# Data Cleaning

### 1. Setup and Data Import

In [1]:
import pandas as pd
import numpy as np

In [2]:
cal_df = pd.read_csv('data/raw/calendar2024.csv')
lis_df = pd.read_csv('data/raw/listings2024.csv') 
rev_df = pd.read_csv('data/raw/reviews2024.csv')

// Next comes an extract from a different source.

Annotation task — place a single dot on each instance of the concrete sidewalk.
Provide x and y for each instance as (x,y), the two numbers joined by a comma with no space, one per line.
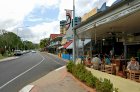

### 2. Initial Column Cleanup

In [3]:
# Remove empty columns
null_cols_lis = lis_df.columns[lis_df.isna().all()].tolist()
lis_df = lis_df.drop(columns=null_cols_lis)

# Drop unnecessary columns
lis_df.drop(columns=['scrape_id', 'host_name', 'picture_url', 'host_url', 'host_thumbnail_url', 'host_picture_url'], inplace=True)
cal_df.drop(columns=['adjusted_price'], inplace=True)
rev_df.drop(columns=['reviewer_name'], inplace=True)

### 3. Data Type Conversions

In [4]:
# Helper functions
def convert_to_boolean(df, columns, true_value='t'):
    """Convert specified columns from string indicators to boolean"""
    for col in columns:
        df[col] = df[col] == true_value
    return df

def convert_to_datetime(df, columns):
    """Convert specified columns to datetime"""
    for col in columns:
        df[col] = pd.to_datetime(df[col])
    return df

def convert_to_type(df, columns, dtype):
    """Convert specified columns to given dtype"""
    for col in columns:
        df[col] = df[col].astype(dtype)
    return df

### 4. Apply Type Conversions

In [5]:
# Boolean conversions
boolean_cols = ['instant_bookable', 'host_is_superhost', 'host_has_profile_pic', 'host_identity_verified', 'has_availability']
lis_df = convert_to_boolean(lis_df, boolean_cols)
cal_df['available'] = cal_df['available'] == 't'

# Datetime conversions
datetime_cols_lis = ['calendar_last_scraped', 'first_review', 'last_review', 'last_scraped', 'host_since']
lis_df = convert_to_datetime(lis_df, datetime_cols_lis)
cal_df['date'] = pd.to_datetime(cal_df['date'])
rev_df['date'] = pd.to_datetime(rev_df['date'])

# String conversions
string_columns = ['bathrooms_text', 'neighbourhood', 'neighbourhood_cleansed', 'property_type', 'room_type', 'host_location', 'host_about', 'host_neighbourhood', 'listing_url', 'host_response_time', 'source', 'name', 'description', 'neighborhood_overview']
lis_df = convert_to_type(lis_df, string_columns, "string")
rev_df['comments'] = rev_df['comments'].astype("string")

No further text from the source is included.